I’m curious about your thoughts, and other relatable strategies that you may have used in your own classes.

Ingersoll, T. S., & Satterly, B. A. (2015). Sexuality concepts for social workers and human service professionals. San Diego: Cognella, Inc.

 

Writer’s Rant:

One of the most challenging phrases that I hear from folks when it comes to diversity issues is the classic, “I don’t see color (or gender, or orientation or ability, etc.), I just see people.”

I understand the sentiment. It comes from a very positive and well-meaning place. Usually the speaker is trying to say to someone, “I want to know you as a person, not as a representative of some group or the embodiment of challenging stereotypes.” It is usually a genuine expression of goodwill.
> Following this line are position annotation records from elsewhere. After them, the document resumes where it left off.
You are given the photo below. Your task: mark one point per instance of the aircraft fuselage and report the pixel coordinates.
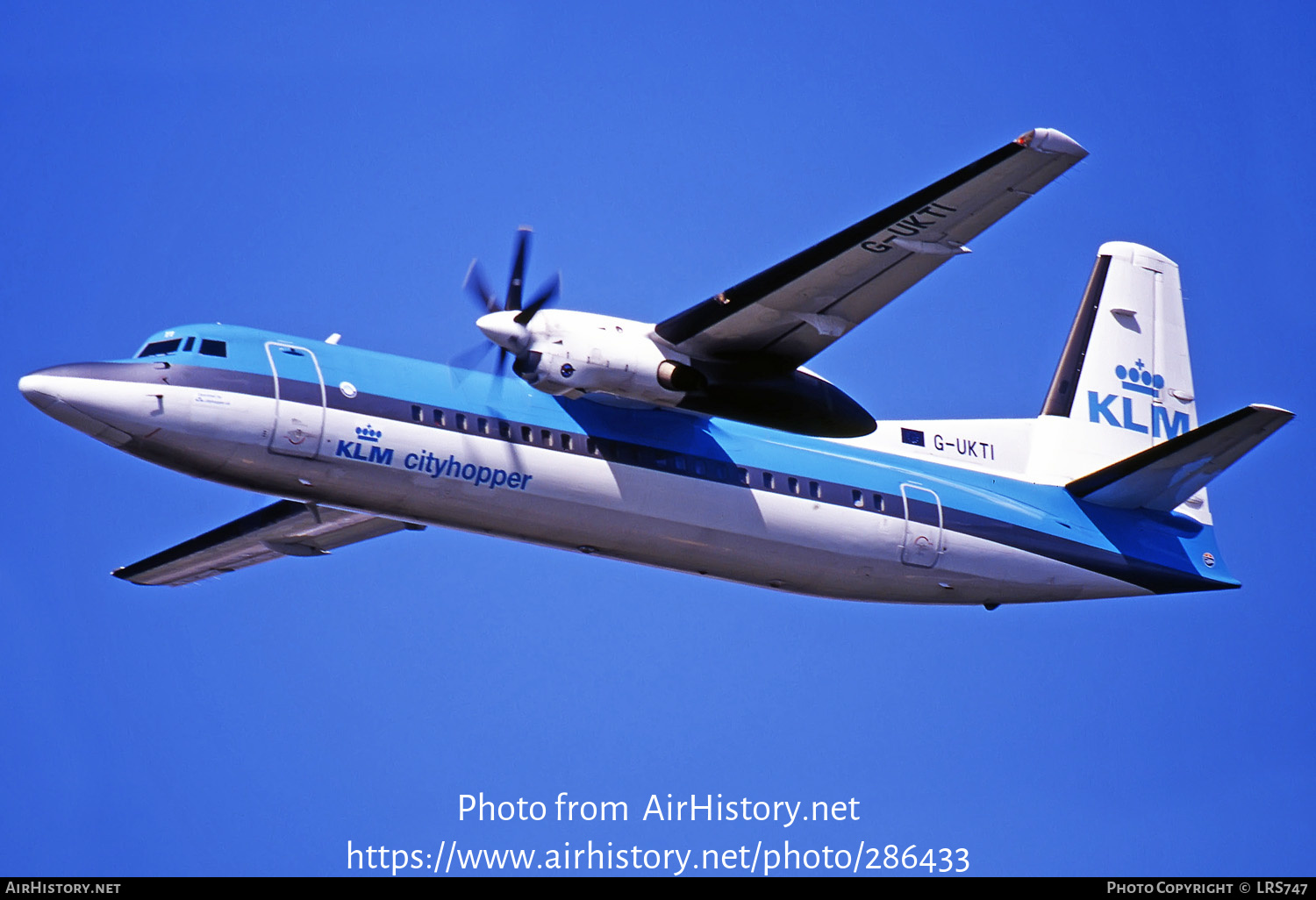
(428, 444)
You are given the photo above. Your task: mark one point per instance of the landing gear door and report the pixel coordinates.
(923, 526)
(299, 400)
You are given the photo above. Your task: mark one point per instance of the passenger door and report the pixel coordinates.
(923, 526)
(299, 400)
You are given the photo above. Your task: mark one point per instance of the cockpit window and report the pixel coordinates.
(160, 347)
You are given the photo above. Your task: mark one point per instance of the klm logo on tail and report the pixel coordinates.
(1137, 413)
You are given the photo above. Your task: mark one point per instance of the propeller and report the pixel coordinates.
(508, 333)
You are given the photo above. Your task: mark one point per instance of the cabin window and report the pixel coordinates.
(160, 347)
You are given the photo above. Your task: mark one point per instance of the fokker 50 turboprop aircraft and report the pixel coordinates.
(702, 442)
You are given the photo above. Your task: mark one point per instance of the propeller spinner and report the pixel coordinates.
(505, 325)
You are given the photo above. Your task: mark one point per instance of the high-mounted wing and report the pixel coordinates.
(281, 529)
(795, 310)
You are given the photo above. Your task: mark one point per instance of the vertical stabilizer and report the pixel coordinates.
(1124, 382)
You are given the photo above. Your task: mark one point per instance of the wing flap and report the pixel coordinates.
(857, 271)
(1168, 474)
(282, 529)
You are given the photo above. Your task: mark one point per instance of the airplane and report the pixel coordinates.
(702, 442)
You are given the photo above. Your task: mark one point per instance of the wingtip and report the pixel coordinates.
(1049, 139)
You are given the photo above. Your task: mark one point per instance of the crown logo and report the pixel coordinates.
(1137, 378)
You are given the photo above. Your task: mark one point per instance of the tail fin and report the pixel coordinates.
(1124, 382)
(1124, 375)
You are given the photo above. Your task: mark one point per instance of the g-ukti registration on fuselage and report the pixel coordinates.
(702, 442)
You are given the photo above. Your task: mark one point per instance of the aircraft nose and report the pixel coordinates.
(41, 389)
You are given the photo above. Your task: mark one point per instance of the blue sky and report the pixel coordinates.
(333, 168)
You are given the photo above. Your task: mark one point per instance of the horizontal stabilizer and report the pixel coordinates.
(282, 529)
(1168, 474)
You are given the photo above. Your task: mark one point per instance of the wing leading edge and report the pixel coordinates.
(282, 529)
(795, 310)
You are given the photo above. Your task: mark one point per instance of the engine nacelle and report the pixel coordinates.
(607, 362)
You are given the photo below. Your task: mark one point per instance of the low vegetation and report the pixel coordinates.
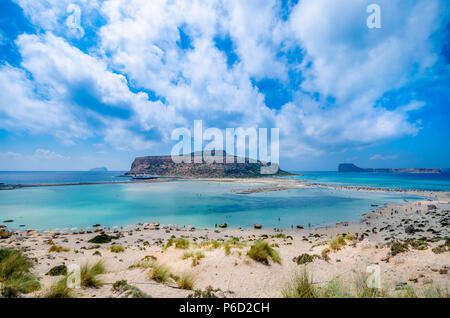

Here’s why it is problematic. The person to whom it is said is actually Black (or Asian, or gendered, or lesbian or disabled). In the vast majority of cases, people who grow up with a specific identity have experienced the world through that particular lens. They have been treated by others in specific ways, they have endured and overcome challenges related to that identity. As a result, that part of their identity holds meaning and value to them. It is actually an important part of their experience of the world.

When you say, “I don’t see (that),” you are essentially telling the person that you are refusing to acknowledge the reality of their experience. You are devaluing (and as a result invalidating) that person’s very real experience of the world.

 

Consider this example.

Imagine that I am a cisgender, white male and you are a cisgender white female in my class. In the midst of a class discussion on reproductive rights and politics, you say to me, “Dr. Dyson, as a woman, I have a different experience of that issue…” and in the middle of your sentence, I cut you off and say, “No, no, Marie. I don’t see gender. I only see people.” You look at me kind of funny and try again. “No, Dr. Dyson. These men are trying to legislate what I am allowed to do with my body. And as a woman…” And I interrupt you again. “No, Marie. I don’t see you as a woman. I just see you as a person.”

At this point, you begin to get frustrated. You respond, “Dr. Dyson, but I am a woman, and as a result, my experience is different around these issues…” And I interrupt you again, “Marie, I don’t see you as a woman. I just see you as a person.”

It’s at this point that your frustration reaches a tipping point. You are really angry now. You have been dealing with double standards, with being told what you can’t do, with other people assuming that you are weaker or less intelligent than the men around you for years. Being a woman is an important part of the way that you have experienced the world. It has shaped your experience your entire life. And rightfully, you are really angry at me for refusing to see you for who you are. And at this point, you probably think that I am an idiot and you surely don’t respect me.

That’s why it is not a good idea to tell people that you don’t see them. People want and need to be seen. They want and need to be heard. So don’t shut them up or shut them down.

When someone from a different experience than yours talks: listen, no matter how difficult the message may be to hear. Don’t defend yourself. Don’t minimize their experience. Don’t try to relate by telling them about your own challenges with being different. Just listen. And believe them. Their worldview is shaped by who they are and who the world perceives them to be just as yours is.

You should see people. But be sure that you are open to seeing the whole person.